Development and validation of intratumoral and peritumoral CT-based radiomics nomograms for predicting malignancy and invasiveness of pulmonary ground-glass nodules: a retrospective study

Background: Currently, it is still very challenging for radiologists to visually distinguish between benign and malignant ground-glass nodules (GGNs) and predict the degree of invasiveness of GGNs directly from computed tomography (CT) images. Radiomics is a newly emerging technique that can transform digital medical images into numerous quantitative features revealing pathophysiology. The present study aimed to evaluate the predictive value of intratumoral and peritumoral CT-based radiomics and the radiomics nomogram for determining the benign or malignant status of pulmonary GGNs and the invasiveness of malignant GGNs.

Methods: A total of 1,372 GGNs from 1,280 patients with preoperative CT scans were included in this retrospective study. Among these, 212 GGNs were diagnosed with inflamed or infected benign lesions, 31 with atypical adenomatous hyperplasia (AAH), 257 with adenocarcinoma in situ (AIS), 559 with minimally invasive adenocarcinoma (MIA), and 313 with invasive adenocarcinoma (IAC). Malignant GGNs were classified according to clinical management strategies, with AAH, AIS, and MIA categorized as non-invasive lesions, and IAC as an invasive lesion. Two types of regions of interest (ROIs) were annotated from the CT images: gross tumor volume (GTV) and peritumoral volume (5 and 10 mm around the tumor, PTV₁ and PTV₂). Radiomics models, a clinical factor model, and a combined radiomics nomogram integrating the radiomics score with independent clinical predictors were constructed and compared.

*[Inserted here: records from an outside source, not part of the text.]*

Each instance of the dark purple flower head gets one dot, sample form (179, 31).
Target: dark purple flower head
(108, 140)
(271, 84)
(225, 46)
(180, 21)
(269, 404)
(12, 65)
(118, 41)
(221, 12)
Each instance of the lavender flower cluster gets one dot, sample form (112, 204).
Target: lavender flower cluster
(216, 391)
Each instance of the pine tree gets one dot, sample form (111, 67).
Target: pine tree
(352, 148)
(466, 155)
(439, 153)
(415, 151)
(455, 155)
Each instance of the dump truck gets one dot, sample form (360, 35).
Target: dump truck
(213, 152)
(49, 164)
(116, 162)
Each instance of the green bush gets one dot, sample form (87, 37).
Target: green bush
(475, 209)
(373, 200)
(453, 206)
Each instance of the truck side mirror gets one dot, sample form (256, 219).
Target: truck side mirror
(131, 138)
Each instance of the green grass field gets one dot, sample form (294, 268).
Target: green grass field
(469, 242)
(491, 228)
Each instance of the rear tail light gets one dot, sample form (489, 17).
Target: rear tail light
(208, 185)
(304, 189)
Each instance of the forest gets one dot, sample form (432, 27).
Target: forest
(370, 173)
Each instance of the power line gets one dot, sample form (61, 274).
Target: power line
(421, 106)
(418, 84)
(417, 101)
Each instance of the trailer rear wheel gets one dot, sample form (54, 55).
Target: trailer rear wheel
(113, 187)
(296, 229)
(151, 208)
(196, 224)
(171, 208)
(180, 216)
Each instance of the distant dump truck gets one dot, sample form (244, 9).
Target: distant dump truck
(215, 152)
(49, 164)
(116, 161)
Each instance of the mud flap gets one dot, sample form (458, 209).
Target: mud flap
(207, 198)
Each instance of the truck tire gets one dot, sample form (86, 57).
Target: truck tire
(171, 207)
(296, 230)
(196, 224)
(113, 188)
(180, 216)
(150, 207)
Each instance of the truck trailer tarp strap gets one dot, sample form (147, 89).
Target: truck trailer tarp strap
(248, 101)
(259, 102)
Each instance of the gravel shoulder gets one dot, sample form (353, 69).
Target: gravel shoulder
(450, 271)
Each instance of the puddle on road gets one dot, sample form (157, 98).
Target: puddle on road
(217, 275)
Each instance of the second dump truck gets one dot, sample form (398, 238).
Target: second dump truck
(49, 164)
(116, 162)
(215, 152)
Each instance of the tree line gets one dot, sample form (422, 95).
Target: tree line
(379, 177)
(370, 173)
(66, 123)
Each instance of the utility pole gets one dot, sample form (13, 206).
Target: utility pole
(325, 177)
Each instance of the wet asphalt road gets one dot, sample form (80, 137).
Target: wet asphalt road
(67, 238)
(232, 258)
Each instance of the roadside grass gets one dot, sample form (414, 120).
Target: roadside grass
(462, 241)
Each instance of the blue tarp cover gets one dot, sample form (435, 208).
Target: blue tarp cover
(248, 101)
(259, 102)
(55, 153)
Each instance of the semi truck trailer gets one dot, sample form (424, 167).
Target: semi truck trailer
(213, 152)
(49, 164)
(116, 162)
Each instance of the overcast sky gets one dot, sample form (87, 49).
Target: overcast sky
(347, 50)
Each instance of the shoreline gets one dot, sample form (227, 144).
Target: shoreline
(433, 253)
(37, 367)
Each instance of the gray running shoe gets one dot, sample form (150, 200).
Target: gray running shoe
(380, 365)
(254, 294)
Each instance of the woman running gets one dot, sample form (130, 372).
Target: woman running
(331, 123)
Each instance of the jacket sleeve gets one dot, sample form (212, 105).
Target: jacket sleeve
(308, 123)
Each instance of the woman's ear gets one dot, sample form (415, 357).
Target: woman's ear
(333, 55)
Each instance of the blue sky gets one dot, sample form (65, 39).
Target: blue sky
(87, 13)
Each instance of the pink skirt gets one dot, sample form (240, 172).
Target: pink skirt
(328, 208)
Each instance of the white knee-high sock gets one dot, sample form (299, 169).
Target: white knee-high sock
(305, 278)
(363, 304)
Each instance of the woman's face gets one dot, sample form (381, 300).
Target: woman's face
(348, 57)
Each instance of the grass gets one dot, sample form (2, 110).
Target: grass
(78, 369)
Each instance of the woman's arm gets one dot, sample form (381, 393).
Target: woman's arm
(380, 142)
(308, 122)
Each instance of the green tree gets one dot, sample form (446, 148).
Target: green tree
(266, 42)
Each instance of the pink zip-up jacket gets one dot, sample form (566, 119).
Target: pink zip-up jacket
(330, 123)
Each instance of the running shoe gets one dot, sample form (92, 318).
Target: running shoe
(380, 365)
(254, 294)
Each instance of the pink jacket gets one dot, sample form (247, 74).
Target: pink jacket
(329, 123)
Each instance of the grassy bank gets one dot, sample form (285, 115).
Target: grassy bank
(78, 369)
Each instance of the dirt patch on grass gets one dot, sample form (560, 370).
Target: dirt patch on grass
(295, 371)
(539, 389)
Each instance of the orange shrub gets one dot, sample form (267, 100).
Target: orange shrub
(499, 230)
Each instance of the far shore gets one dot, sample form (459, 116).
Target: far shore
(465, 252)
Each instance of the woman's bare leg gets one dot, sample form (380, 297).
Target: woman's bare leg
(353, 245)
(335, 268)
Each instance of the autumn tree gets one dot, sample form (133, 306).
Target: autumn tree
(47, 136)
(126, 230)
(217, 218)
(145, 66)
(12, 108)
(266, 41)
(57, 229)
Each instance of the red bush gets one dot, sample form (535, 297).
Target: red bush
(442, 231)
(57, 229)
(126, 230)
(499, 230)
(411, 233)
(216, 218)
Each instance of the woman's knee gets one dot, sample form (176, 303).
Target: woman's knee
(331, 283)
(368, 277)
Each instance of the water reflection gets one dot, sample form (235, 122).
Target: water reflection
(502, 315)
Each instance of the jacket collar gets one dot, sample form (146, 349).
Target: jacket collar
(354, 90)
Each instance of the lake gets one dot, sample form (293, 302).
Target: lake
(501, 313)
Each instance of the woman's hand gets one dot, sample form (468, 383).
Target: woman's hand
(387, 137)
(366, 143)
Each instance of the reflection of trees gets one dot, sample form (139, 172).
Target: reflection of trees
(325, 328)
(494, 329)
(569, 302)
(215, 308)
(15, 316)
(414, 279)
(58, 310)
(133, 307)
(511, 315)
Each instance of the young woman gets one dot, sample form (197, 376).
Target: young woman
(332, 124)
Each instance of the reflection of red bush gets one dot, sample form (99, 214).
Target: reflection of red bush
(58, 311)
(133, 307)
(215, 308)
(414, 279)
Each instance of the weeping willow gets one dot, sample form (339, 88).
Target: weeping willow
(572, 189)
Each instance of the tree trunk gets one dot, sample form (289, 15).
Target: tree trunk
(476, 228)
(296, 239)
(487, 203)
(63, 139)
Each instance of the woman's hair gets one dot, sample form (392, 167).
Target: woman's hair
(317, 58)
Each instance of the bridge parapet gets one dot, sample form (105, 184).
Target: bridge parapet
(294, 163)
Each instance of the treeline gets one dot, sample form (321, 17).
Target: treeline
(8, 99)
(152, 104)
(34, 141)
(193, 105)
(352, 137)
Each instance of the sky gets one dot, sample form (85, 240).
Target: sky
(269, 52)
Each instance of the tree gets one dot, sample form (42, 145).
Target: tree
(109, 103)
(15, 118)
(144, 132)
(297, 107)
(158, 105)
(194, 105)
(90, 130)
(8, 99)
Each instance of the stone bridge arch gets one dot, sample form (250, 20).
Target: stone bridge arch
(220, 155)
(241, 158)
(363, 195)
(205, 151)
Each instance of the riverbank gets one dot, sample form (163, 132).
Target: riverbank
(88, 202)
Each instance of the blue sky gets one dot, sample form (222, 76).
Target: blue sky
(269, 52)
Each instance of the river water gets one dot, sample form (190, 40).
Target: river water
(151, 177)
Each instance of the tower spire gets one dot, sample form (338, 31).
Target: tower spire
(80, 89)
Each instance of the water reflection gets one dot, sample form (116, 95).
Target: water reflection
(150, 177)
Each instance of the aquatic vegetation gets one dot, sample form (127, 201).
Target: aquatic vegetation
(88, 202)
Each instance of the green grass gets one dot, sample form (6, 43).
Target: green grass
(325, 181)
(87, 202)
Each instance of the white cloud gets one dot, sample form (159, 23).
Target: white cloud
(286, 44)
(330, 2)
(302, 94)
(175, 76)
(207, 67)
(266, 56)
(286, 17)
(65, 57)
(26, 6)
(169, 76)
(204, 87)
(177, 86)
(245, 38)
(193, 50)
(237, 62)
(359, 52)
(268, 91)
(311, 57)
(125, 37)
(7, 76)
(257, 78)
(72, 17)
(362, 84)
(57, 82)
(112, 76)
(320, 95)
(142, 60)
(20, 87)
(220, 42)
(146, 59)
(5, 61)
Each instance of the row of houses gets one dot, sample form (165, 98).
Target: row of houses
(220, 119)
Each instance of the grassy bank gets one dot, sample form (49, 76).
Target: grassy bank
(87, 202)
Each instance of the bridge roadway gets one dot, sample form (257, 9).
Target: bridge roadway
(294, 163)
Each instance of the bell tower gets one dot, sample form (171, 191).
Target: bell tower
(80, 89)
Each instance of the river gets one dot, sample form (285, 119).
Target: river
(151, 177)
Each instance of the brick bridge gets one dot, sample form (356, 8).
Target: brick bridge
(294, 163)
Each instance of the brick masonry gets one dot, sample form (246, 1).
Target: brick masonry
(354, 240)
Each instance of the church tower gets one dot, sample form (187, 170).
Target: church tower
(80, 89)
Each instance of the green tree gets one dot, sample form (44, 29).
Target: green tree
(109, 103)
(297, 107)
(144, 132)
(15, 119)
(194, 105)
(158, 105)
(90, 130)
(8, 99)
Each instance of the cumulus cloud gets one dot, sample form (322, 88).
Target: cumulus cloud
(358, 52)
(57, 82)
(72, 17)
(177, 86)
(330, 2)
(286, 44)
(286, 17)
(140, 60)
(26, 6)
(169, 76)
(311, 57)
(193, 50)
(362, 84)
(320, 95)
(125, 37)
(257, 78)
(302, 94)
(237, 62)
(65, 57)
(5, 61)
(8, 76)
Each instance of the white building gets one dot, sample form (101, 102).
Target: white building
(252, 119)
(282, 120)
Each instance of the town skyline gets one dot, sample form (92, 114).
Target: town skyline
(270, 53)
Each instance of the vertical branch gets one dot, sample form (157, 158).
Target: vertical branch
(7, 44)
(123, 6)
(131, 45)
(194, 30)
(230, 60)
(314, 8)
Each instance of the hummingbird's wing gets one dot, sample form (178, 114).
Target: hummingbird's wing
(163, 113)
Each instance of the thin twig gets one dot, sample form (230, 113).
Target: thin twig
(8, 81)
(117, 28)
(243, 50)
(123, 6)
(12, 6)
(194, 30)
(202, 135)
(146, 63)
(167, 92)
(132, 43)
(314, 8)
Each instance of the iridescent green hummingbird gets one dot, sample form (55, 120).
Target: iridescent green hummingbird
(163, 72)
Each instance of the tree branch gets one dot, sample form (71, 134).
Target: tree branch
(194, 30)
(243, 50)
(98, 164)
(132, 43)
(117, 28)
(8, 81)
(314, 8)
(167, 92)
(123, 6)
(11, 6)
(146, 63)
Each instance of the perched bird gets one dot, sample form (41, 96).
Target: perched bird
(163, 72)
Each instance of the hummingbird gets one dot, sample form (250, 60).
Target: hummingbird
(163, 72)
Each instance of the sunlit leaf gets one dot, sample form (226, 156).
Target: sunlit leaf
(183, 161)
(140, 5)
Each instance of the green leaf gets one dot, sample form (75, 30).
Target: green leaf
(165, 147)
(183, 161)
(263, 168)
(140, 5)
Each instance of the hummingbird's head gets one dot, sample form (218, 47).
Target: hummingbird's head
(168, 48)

Results: For malignancy predictions, the GTV + PTV₁ + PTV₂ radiomics model and the PTV₁ radiomics model achieved the highest performance in the training set and testing set, with areas under the curve (AUCs) of 0.840 and 0.796, respectively. The combined radiomics nomogram demonstrated excellent discrimination in both the training set and testing set, with AUCs of 0.870 and 0.817, respectively. Moreover, the DeLong test showed that in both the training and validation cohorts, the AUC values of the comprehensive nomogram were significantly different from those of the clinical factor model, GTV radiomics model, PTV₂ radiomics model, and GTV + PTV₁ + PTV₂ radiomics models (P<0.05). For invasiveness predictions, the GTV + PTV₁ + PTV₂ radiomics model exhibited the highest performance in the training set and testing set, with AUCs of 0.956 and 0.954, respectively. Similarly, the combined radiomics nomogram showed excellent discriminatory performance in both the training set and testing set, with AUCs of 0.962 and 0.957, respectively. Furthermore, the DeLong test demonstrated that the AUC values of the comprehensive nomogram were significantly different from those of the clinical factor model and the PTV₂ radiomics model in both cohorts (P<0.05).

Conclusions: The radiomic signatures of both GTV and PTV₁ show strong predictive capabilities for the malignancy and invasiveness of GGNs, with the PTV₁ radiomics model performing comparably to, or even surpassing, that of the GTV radiomics model. The proposed nomogram demonstrated the best performance in assessing malignancy and invasiveness in patients with GGNs. It may serve as a powerful tool to assist clinicians in formulating personalized treatment strategies.